By: Amy Burchett, Director of Admissions
As parents, we are faced with the weight of making many difficult decisions about what would be best for our children in a variety of different scenarios. Regardless of the nature of the decision at hand, we ultimately have to approach every topic by looking through the lens of “How would this affect MY child”. There is no blanket response to many of these scenarios that would apply equally to all children. Choosing the educational path that would be best for your student and family is no different.
When families begin to choose whether a private or public school option is the right fit for their family, there are many factors to consider. Typically, the first and most notable difference when comparing private and public education is the financial commitment related to private education. The seemingly out of reach tuition for a private school education can eliminate this avenue as a possibility to some families; however, many private schools offer either scholarships or tuition assistance to students who apply and qualify. This can help to bridge the financial gap for some.
For others, a driving factor in selecting a school for their child’s educational journey may revolve around smaller class sizes and the ability for individualized instruction. Any child, in any state, can attend public school. This could, depending on location and demographics, increase student population and thus increase class size. Private schools typically highlight smaller class sizes and lower student-teacher ratios in their classrooms due to their selective admissions processes.
It is also common that a family would desire that their children attend a parochial school. Many families value their religious affiliation and would like for their children to attend a private school that reinforces this through a religious-based curriculum.
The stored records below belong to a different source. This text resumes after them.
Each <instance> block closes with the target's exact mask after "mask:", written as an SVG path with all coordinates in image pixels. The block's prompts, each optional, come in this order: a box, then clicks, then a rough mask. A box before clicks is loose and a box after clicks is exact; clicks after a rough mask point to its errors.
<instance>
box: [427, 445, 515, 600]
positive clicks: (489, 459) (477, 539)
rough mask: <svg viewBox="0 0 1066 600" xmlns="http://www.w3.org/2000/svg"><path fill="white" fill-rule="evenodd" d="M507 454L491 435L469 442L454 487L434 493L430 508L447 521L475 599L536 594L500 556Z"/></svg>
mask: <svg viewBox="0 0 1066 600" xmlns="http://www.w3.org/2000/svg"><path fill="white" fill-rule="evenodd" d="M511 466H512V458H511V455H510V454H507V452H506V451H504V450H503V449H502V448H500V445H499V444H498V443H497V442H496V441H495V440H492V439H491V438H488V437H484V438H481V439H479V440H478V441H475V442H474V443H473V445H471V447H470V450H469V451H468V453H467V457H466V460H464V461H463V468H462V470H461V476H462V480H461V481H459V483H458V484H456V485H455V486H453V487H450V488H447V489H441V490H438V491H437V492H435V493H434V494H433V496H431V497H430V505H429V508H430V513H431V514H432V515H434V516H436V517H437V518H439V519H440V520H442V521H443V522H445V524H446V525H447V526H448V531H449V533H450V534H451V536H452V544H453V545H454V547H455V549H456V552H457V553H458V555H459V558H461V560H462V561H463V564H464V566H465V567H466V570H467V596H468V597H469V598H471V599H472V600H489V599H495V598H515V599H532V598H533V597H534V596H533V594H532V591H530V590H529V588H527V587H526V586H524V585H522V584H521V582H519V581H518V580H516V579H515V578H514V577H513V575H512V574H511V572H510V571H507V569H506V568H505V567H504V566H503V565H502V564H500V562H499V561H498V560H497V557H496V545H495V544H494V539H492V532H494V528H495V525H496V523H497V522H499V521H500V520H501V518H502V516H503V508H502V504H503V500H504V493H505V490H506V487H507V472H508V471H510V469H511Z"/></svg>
When considering public education, this would not traditionally be a part of the classroom curriculum.
A few additional considerations could be special education classes and services that may not be offered at a private school, proximity to home, and college preparation and counseling services for high school students.
Remember as with all things, it is important to do your due diligence in completing your research. When touring schools, be sure to bring a list of questions that you want to have answered. Sit down as a family, include your students in the discussions, and weigh the pros and cons of both. Keep in mind, you are choosing the educational setting that would benefit YOUR child most! Be sure to choose the school that you feel would best help your child reach their full potential.